Apesar da pouca idade, Lyra é um dos mais instruídos da nova legislatura. Nascido em Belém do Pará, formou-se pelo Instituto Militar de Engenharia (IME). É também doutorando em economia pelo Instituto de Matemática Pura e Aplicada (Impa), onde fez mestrado em finanças. Ele promete se opôr à regularização do aplicativo Uber e de seus concorrentes e atuar nas áreas de educação e saúde. Sobre o excesso de proposições sem relevância da atual legislatura (67% do total de projetos apresentados por vereadores reeleitos, conforme O GLOBO publicou ontem), Lyra garante que seu mandato terá poucas moções e homenagens:
— Não digo que não farei nenhuma. Mas umas dez, em quatro anos, está de bom tamanho.
Aos 71 anos, o vereador Cesar Maia é o mais velho da Casa. Carrega a experiência de ter sido prefeito do Rio durante 12 anos (1993-1996, 2001-2014 e 2005-2008), mas ainda é novato no Legislativo, indo para seu segundo mandato. Cesar diz — e seus colegas confirmam — que consegue transitar bem entre oposição e governo:
— Acho que há um reconhecimento não pela idade, mas pelo fato de ter sido prefeito três vezes e por me comportar como um vereador vibrante, novato.

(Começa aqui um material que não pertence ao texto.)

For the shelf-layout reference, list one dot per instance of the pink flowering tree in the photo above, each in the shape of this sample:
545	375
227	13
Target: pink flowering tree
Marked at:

Se a oposição não consegue uma assinatura para fazer uma emenda, eu a consigo, de vez em quando. Consigo furar esse bloqueio.
Coordenador de mobilização da Rede Meu Rio, que busca aproximar os cariocas da política e que acompanhou as principais atividades desta legislatura, João Mauro Senise disse que vai intensificar o trabalho de monitoramento nos próximos anos.
— Vamos ter um desafio maior, pois tivemos uma pulverização na Câmara. É bom, porque espalha a força política, mas também atrapalha um pouco o prefeito que será eleito. Tanto Marcelo Freixo (do PSOL) quanto Crivella terão que negociar bastante. Vamos voltar a fazer um acompanhamento semanal das pautas, marcando presença e cobrando dos vereadores — afirma Senise. — O município já tem mais de seis mil leis. Não faltam novas leis. Falta fiscalizar o Executivo.
Fonte: O Globo.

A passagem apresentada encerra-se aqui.